I saw the surgeon first, very nice guy. Very friendly, smiley face and good sense of humour. I immediately felt relaxed in his company.

He made sure I knew exactly what it was I was offering to do and explained that a Doctor would be assigned to me to look after my interests.  I would go through a very thorough medical assessment.  I would also have a psychologist and psychiatric report made. The whole team needs to know that I fully understand what I will be doing. That I understand the procedure and what could go wrong etc etc.  Once I pass the medical tests and the psychiatric report, the details are then sent for approval. If I am approved as a suitable kidney donor, then I will be put on the database and once a suitable recipient is found, arrangements will be made for the transplant.  The evaluation process can be between 3 and 6 months, but they anticipate that once accepted it will be a very short time before they locate a suitable match.  

They would remove my kidney in this hospital and then safely transport it to whichever hospital the recipient is in.

The surgeon asked me about my medical history and my families. We have all been clear of major illnesses that might affect the donation.   The only down side was that I am overweight. I thought that might get mentioned!  lol ! I was weighed and although my BMI (Body Mass Index) was just within the acceptable limit, the surgeon did advise I try to lose some weight.  My current weight would not hold up the operation, but if I could lose some then that would assist the  surgery and also my recovery afterwards.

I then saw one of the transplant nurses. She asked more questions re medical history etc and then organised some  tests:

Blood pressure
Blood taken for tests (about 8 tubes used)
Heart Trace
Chest X-ray.

  It was also explained to me that during the very strict and thorough evaluation process, at any stage they could find out I am not suitable as a donor, so I also have to prepare myself for the disappointment of not being able to help someone.

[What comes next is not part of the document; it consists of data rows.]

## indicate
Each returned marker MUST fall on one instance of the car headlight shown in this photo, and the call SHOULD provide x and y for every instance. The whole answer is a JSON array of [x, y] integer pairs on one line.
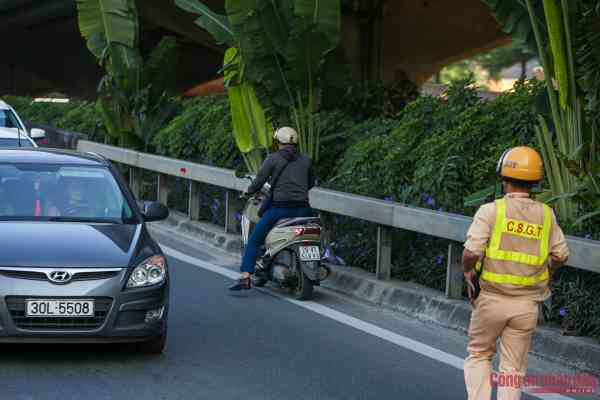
[[151, 272]]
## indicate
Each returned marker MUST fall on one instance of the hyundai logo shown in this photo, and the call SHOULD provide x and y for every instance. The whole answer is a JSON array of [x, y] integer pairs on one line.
[[60, 277]]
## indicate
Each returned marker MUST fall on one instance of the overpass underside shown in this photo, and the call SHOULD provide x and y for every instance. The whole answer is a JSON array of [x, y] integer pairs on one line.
[[43, 51]]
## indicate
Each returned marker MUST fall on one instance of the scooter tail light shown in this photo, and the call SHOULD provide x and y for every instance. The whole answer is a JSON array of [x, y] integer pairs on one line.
[[307, 231]]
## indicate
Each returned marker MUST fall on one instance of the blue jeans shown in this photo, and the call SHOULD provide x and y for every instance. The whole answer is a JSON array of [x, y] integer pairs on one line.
[[262, 228]]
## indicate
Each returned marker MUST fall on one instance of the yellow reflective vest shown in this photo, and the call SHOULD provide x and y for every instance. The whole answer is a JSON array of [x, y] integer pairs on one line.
[[536, 270]]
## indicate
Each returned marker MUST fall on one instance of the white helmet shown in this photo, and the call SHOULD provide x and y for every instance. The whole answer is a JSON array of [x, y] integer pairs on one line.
[[286, 135]]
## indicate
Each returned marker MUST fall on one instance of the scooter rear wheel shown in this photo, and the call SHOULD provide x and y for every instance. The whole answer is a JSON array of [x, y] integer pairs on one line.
[[259, 282], [305, 288]]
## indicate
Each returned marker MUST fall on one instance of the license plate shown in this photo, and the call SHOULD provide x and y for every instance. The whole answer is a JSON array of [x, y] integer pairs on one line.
[[310, 253], [59, 308]]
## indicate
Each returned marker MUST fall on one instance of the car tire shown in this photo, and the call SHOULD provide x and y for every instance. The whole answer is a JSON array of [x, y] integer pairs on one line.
[[154, 346]]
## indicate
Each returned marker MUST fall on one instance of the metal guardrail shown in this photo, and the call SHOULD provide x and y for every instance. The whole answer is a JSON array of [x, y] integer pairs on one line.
[[585, 254]]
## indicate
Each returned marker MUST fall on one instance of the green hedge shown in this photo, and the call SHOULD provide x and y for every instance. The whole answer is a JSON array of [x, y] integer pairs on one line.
[[440, 149], [432, 154]]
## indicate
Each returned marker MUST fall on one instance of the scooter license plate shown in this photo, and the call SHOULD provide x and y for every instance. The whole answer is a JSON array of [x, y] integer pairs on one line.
[[310, 253]]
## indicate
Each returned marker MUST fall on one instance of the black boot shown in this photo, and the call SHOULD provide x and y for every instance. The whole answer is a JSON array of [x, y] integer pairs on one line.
[[241, 284]]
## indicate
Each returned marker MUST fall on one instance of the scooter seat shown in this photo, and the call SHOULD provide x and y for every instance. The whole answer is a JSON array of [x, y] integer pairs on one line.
[[298, 221]]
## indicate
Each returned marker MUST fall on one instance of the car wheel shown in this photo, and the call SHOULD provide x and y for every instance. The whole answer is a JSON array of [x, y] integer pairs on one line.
[[154, 346]]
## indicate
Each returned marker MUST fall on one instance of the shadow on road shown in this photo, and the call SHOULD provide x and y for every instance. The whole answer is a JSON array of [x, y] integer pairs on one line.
[[71, 352]]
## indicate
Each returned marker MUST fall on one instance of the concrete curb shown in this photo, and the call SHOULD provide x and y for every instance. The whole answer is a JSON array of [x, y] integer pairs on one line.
[[432, 306], [208, 233], [411, 299]]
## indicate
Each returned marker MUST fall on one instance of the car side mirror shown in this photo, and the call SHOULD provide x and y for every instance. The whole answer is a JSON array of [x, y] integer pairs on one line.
[[36, 133], [154, 211]]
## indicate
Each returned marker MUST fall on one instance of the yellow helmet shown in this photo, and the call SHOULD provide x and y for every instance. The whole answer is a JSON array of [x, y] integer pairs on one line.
[[522, 163]]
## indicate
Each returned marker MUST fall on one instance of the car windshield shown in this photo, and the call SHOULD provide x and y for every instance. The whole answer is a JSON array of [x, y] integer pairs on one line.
[[8, 119], [15, 143], [48, 192]]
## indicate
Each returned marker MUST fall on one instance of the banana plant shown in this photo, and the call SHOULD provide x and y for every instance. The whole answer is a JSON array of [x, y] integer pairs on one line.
[[110, 28], [567, 141], [252, 130], [282, 45]]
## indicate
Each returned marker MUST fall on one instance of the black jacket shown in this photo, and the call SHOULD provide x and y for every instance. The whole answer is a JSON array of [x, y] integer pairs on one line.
[[291, 189]]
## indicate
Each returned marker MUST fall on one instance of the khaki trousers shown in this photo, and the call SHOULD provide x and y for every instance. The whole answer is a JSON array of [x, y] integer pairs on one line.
[[513, 320]]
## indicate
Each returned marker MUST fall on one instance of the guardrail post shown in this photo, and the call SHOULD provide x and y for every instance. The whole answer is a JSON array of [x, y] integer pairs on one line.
[[383, 269], [454, 272], [162, 190], [135, 180], [233, 205], [194, 201]]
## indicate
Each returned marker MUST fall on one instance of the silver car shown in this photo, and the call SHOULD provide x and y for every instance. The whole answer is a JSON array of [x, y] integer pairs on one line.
[[77, 262]]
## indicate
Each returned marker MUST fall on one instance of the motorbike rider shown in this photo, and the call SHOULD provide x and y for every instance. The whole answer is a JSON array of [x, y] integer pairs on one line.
[[293, 174]]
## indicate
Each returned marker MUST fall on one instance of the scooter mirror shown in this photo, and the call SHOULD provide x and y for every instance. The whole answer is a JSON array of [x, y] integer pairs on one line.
[[240, 173]]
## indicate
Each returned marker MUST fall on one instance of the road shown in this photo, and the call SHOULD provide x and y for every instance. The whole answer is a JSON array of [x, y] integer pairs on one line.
[[254, 345]]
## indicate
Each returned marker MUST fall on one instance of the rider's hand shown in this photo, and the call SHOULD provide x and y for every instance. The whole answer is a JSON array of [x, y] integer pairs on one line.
[[470, 277]]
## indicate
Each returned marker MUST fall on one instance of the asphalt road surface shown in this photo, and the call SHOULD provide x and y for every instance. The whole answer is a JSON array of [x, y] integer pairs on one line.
[[254, 345]]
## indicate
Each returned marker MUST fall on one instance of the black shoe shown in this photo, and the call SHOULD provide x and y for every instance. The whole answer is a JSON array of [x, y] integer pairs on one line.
[[241, 284]]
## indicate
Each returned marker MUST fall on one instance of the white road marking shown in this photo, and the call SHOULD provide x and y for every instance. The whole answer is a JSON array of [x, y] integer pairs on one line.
[[387, 335]]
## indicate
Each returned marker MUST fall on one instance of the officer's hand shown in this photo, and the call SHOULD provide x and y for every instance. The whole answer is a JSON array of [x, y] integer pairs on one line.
[[470, 277]]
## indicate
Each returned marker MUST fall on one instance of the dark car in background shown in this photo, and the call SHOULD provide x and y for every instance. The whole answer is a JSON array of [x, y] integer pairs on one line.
[[77, 263]]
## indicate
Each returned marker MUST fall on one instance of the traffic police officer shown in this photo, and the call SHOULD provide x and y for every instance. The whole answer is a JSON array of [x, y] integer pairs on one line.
[[512, 248]]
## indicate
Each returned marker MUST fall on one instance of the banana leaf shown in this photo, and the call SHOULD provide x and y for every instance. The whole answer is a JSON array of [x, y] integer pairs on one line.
[[216, 24], [251, 128], [556, 32], [324, 17], [482, 196], [513, 17], [106, 22]]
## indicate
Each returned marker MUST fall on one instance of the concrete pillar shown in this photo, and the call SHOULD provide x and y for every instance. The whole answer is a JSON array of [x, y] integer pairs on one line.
[[194, 201], [135, 181], [162, 191], [383, 269], [454, 271]]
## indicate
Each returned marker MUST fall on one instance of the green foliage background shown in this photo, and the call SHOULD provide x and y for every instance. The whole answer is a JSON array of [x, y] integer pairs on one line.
[[431, 153]]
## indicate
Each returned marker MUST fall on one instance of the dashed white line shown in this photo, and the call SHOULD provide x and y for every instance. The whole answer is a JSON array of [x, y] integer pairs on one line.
[[387, 335]]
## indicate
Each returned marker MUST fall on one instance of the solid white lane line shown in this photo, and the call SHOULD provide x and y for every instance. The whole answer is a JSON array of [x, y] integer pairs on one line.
[[387, 335]]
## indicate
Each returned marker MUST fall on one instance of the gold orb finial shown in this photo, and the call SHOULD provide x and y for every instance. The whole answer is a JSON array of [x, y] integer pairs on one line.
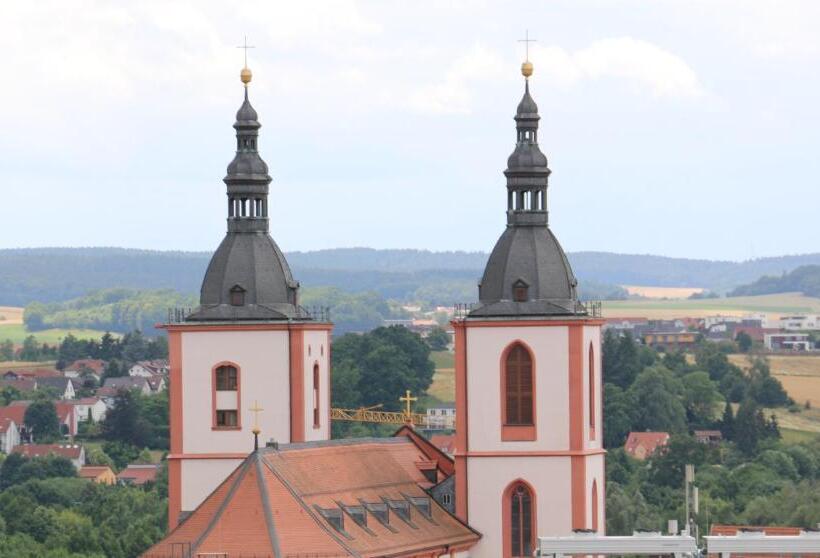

My biggest worry at the moment is losing weight. I have an under active thyroid which piled the weight on a few years ago and losing it  is extremely hard – I never used to have a problem with being able to control my weight, but now it is a real battle.  

Please Pray that I pass the evaluation process with flying colours.

My next appointment is April 17th when I see the doctor … regarding what exactly not too sure, will have to wait and see.